RIYADH, 7 October — Muslim countries, whose foreign ministers start a two-day meeting in Qatar on Wednesday, will agree a unified anti-terror stand, Foreign Minister Prince Saud Al-Faisal said in remarks published yesterday.
“Islamic countries will adopt a unified stand in the aftermath of the Sept. 11 terrorist attacks in the United States,” he told Okaz newspaper.
Foreign ministers of the 57 member states of the Organization of the Islamic Conference (OIC) will discuss in Doha the crisis sparked by the terror attacks.
Prince Saud, who will lead the Saudi delegation, said the final communique of the meeting will express the Islamic world’s total rejection of terrorism and insist that “terrorism is against Muslims in the first place, because our countries have suffered from it.”
In Damascus, Prince Saud yesterday held talks with Syrian President Bashar Al-Assad on preparations for the Doha conference.
“The talks covered the outcome of contacts and consultations among the Islamic countries in preparation for the forthcoming OIC meeting,” a presidential spokesman said.

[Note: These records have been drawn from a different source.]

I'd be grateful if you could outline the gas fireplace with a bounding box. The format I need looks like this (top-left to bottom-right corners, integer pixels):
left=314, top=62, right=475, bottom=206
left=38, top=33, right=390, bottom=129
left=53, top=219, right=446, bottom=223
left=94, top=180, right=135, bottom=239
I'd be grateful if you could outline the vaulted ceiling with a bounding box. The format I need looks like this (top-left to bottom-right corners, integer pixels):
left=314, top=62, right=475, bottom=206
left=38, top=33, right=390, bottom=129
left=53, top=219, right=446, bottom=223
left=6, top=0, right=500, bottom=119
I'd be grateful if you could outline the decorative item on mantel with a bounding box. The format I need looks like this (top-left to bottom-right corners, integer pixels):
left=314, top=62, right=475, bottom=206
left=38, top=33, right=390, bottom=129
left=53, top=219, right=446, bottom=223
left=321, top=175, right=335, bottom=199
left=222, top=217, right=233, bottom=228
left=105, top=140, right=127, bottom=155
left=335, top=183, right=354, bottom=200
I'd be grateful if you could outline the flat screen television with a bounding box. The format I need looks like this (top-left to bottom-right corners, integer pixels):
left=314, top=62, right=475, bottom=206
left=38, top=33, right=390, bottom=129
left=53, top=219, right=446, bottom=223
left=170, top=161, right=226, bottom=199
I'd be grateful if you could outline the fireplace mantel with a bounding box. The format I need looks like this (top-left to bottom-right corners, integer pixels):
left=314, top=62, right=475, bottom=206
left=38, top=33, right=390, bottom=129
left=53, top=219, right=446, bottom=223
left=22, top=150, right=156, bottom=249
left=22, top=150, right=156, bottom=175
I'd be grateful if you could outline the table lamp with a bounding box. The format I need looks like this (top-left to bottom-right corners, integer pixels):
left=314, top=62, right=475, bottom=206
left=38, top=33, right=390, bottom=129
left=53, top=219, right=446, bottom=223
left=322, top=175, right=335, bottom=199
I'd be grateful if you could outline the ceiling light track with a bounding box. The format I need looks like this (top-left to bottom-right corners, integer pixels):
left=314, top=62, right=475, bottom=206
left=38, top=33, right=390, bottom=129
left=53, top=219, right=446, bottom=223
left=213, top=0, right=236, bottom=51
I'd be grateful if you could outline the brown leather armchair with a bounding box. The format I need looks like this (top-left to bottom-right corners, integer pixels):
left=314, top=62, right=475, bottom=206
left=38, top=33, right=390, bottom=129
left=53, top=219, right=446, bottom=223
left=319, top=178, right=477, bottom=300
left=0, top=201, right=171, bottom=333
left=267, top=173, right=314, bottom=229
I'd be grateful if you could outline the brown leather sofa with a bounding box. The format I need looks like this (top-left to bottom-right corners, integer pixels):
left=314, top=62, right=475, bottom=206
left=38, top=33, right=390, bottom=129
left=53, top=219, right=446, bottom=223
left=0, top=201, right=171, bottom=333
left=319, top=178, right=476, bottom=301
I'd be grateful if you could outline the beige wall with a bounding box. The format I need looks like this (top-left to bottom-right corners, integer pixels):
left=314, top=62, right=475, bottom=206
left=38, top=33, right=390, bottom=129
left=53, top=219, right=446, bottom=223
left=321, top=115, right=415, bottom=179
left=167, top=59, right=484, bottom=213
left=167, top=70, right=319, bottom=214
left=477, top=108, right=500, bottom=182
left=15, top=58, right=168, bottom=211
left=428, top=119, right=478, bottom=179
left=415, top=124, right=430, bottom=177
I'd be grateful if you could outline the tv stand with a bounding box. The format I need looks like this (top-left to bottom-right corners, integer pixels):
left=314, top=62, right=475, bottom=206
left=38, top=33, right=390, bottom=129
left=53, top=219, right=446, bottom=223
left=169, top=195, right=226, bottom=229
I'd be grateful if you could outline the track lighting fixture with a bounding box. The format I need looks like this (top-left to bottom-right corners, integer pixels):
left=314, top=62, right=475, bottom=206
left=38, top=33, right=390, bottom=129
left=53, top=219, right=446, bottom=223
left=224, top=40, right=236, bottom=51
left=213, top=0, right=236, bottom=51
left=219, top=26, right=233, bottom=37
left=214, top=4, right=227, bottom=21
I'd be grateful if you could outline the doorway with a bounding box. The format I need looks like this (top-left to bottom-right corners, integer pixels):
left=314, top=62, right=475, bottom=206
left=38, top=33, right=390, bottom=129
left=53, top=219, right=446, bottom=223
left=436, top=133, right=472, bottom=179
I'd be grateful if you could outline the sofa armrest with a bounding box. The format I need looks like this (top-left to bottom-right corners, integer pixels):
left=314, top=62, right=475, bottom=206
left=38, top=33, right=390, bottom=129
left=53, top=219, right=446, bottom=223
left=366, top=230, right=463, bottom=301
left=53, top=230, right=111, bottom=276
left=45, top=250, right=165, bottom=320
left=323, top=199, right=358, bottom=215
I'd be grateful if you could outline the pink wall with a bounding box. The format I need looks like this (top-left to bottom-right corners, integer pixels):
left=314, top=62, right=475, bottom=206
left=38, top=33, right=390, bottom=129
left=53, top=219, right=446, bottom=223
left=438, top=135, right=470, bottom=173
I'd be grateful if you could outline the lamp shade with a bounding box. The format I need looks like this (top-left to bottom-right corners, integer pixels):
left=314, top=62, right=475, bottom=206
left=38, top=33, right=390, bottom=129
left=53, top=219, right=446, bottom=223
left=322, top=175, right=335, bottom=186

Muslim countries “will express their readiness and determination to contribute to fighting and uprooting terrorism because it is a danger against humanity,” Prince Saud said.
An OIC official said last week the chief diplomats of the OIC member states would discuss “the issue of terrorism” following the attacks in the US, attempts to “associate terrorism with Islam” and “the critical situation in the Palestinian territories.”
The ministers will also examine “the tragic situation of Afghan refugees and the consequences which US strikes on Afghanistan would have on the population” of the Muslim country, the official said.
The OIC has condemned the attacks as “anathema to all human conventions and values.”